By Dustin Rowles | Box Office Round-Ups | September 6, 2016 |
By Dustin Rowles | Box Office Round-Ups | September 6, 2016 |
Relative newcomers to the site may not remember this, but back in our “Scathing Reviews, Bitchy People” days, we were fairly militant about the separation between critic and studio, obnoxiously so, some might say. After our very first critic was asked not to use profanity in a review, we swore off press screenings, because we didn’t want to answer to publicists.
We have since relaxed that rule, because movie tickets are expensive, reviews make no money, and we only hire people we trust not to cave to studio pressures.
That said, somewhat out of inertia, most of us still do not attend press screenings. Instead, we go to a movie’s first showing on Thursday nights along with the rest of the viewing public and turn in our reviews on Friday morning. However, in an unusual move this week, none of the Labor Day movies opened on Thursday, and since we all had Labor Day plans this weekend, we weren’t able to review the two major releases this weekend, The Light Between Oceans and Morgan (both were met with mixed to poor reviews from mainstream critics).
Turns out, it didn’t much matter, because no one saw those movies, and in the case of Morgan, “no ones” in record proportions didn’t see the sci-fi flick from the son of Ridley Scott, Luke Scott.
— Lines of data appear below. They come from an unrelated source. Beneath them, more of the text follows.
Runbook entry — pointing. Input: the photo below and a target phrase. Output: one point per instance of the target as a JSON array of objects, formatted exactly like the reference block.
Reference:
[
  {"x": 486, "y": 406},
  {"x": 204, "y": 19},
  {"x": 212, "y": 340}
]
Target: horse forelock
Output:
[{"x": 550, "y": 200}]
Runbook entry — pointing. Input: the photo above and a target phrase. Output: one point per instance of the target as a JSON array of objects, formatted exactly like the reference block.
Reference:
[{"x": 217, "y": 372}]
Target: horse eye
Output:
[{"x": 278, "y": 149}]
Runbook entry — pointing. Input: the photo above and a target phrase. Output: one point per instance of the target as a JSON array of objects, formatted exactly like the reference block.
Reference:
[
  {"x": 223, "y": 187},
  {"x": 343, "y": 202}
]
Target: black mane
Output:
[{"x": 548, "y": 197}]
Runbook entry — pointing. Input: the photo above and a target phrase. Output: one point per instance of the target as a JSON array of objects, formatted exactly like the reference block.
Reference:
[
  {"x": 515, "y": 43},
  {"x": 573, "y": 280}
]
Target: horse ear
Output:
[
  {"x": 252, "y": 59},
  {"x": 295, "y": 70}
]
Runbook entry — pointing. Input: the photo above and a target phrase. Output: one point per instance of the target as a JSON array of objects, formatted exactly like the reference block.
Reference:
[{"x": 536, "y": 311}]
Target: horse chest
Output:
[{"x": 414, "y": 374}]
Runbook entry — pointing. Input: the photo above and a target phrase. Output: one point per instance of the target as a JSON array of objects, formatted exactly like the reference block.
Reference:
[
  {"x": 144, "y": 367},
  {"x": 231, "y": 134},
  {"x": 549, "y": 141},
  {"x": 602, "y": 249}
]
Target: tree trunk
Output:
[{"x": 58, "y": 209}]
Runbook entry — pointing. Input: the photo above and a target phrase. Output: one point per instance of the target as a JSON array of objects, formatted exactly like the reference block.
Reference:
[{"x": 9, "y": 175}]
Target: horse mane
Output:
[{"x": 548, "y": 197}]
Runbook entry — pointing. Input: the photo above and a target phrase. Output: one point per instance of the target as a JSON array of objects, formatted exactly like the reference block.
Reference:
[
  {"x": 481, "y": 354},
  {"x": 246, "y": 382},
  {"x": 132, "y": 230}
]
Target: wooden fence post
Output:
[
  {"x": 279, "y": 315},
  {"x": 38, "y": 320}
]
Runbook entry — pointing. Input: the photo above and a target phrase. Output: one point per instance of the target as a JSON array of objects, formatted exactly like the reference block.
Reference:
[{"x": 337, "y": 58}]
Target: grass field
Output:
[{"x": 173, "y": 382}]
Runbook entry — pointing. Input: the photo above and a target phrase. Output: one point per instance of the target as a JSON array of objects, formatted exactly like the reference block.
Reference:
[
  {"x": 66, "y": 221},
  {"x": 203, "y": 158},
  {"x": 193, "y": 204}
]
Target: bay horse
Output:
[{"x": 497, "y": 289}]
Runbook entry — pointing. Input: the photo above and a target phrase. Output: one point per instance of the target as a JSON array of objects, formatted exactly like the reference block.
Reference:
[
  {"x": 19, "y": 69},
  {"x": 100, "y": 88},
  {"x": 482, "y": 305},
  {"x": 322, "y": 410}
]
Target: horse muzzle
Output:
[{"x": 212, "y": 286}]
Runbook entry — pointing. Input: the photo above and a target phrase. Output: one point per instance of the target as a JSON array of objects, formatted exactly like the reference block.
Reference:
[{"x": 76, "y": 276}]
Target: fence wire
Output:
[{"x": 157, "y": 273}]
The Kate Mara starrer opened at number 17 for the weekend. It earned less than $2 million, which makes it the 7th worst opening of all time for a film to open on more than 2000 screens. In other words, it’s in the same company as other movies you’ve never seen, P2, Jem and the Holgrams, Rock the Kasbah, and We Are Your Friends.
The Light Between the Oceans, starring Michael Fassbender, Alicia Vikander, and Rachel Weisz didn’t fare that much better, making less than $6 million over the Labor Day weekend.
Both films, of course, will be forgotten next weekend when the Clint Eastwood/Tom Hanks juggernaut, Sully, opens.